Note that the KS distance increases from the 3 -moment to the 4-moment approximation. We notice that both F_{W_{3,9}} and F_{W_{4,90}} use the Erlang-90 df, where 90 is the largest element of A_{90}. As such, a mixed Erlang approximation with a smaller KS distance can likely be found in both cases by choosing a larger support A_{l} (i.e., l>90 ).

3.2.4. Some remarks

To provide insight on the quality of the momentbased mixed Erlang approximation proposed in this section, we briefly revisit the results of the above three examples. In the first two (lognormal and mixture of two gammas), the mixed Erlang approximation is easy to implement and provides a very satisfactory fit to the true distribution. As none of the resulting mixed Erlang approximations uses the Erlang-70 df (as l=70 in the first two examples), it is unlikely that a better approximation (from the viewpoint of KS distance) can be found by increasing the value of l. Given that the best KS-fit is found from a mixture of Erlang distributions with relatively small shape parameter (which corresponds to the parameter k in the Erlang df (2)), the proposed method seems particularly well suited for these two cases.

As for any approximation method, limitations can also be found, as evidenced by the Gompertz example. Indeed, for this example, both the 3-moment and 4-moment mixed Erlang approximations use the Erlang-90 df (recall l=90 for this example). As mentioned earlier, one can likely reduce the KS distance (if so desired) of the resulting mixed Erlang approximation by increasing the value of l (in light of the comments in Remark 4). This implies that the KS-optimal mixed Erlang approximation would likely involve Erlang distributions with large shape parameters (which have smaller variances for a given rate parameter \beta ).

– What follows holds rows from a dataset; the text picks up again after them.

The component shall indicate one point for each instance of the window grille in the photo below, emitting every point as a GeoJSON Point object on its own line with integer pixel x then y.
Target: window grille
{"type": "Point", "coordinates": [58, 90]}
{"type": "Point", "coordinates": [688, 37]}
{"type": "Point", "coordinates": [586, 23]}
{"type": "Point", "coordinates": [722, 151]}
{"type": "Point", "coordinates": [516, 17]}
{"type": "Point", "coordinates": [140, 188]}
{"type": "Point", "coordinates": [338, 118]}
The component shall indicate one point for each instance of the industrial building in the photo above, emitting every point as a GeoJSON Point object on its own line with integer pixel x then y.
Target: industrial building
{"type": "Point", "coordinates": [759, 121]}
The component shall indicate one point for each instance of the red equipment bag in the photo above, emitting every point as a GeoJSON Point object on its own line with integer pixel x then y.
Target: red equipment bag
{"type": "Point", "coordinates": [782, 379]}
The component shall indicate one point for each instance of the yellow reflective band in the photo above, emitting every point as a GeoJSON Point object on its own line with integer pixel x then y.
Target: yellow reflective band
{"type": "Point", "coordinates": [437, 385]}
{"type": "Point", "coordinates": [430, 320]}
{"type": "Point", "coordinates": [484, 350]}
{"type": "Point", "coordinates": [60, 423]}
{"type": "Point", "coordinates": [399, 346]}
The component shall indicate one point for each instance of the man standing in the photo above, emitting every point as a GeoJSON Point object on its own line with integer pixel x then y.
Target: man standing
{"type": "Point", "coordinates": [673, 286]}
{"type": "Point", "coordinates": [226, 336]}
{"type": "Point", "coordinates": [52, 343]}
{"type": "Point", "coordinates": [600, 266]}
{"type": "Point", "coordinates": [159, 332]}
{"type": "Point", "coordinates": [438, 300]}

In general, distributions with negative skewness and sharp density peak(s) may require the use of Erlang distributions with large shape parameters to provide a good approximation. Computational time of the proposed mixed Erlang methodology may become a non-negligible issue in these cases (especially as the number of moments matched increases). However, a slight adjustment to the proposed methodology may be considered to address this time-consuming issue. Indeed, one may replace the set A_{l}=\{1,2, \ldots, l\} in (1) by a set of the form \{a, 2 a, \ldots, j a\} for positive integers a and j (note that the two sets coincide when a=1 and j=l ). To illustrate this, we have reconsidered the Gompertz example by replacing the set A_{90} by the set \{5,10,15, \ldots, 200\}. The resulting mixed Erlang approximation, denoted by the rv W_{m, 5: 200} when m moments are matched ( m=3,4,5 ), are given by

\begin{aligned} F_{W_{3,5 ; 20}}(x)= & 0.0447 H(x ; 45,1.3185) \\ & +0.2573 H(x ; 85,1.3185) \\ & +0.6980 H(x ; 110,1.3185), \end{aligned}

\begin{aligned} F_{W_{4,5: 200}}(x)= & 0.0168 H(x ; 40,1.6422) \\ & +0.0971 H(x ; 85,1.6422) \\ & +0.3044 H(x ; 115,1.6422) \\ & +0.5818 H(x ; 140,1.6422), \end{aligned}

and

\begin{aligned} F_{W_{5,5: 200}}(x)= & 0.0038 H(x ; 20,1.9095) \\ & +0.0393 H(x ; 75,1.9095) \\ & +0.1262 H(x ; 110,1.9095) \\ & +0.3275 H(x ; 140,1.9095) \\ & +0.5032 H(x ; 165,1.9095), \end{aligned}

with KS distances d_{K S}\left(S, W_{3,5: 200}\right)=0.0171, d_{K S}\left(S, W_{4,5: 200}\right) =0.0086, and d_{K S}\left(S, W_{5,5: 200}\right)=0.0072. Note that the KS distance in the 4-moment approximation is considerably lower than for d_{K S}\left(S, W_{4,90}\right)=0.0239. In Figure 3, we compare the fit of the 5-moment approximation W_{5,5: 200} to the Gompertz distribution by plotting their densities (left) and dfs (right). We can see that the fit is quite acceptable and of a better quality than the two approximations displayed in Figure 3.

Figure 3
Figure 3.Density (left) and df (right): 5-moment approximation vs Gompertz distribution.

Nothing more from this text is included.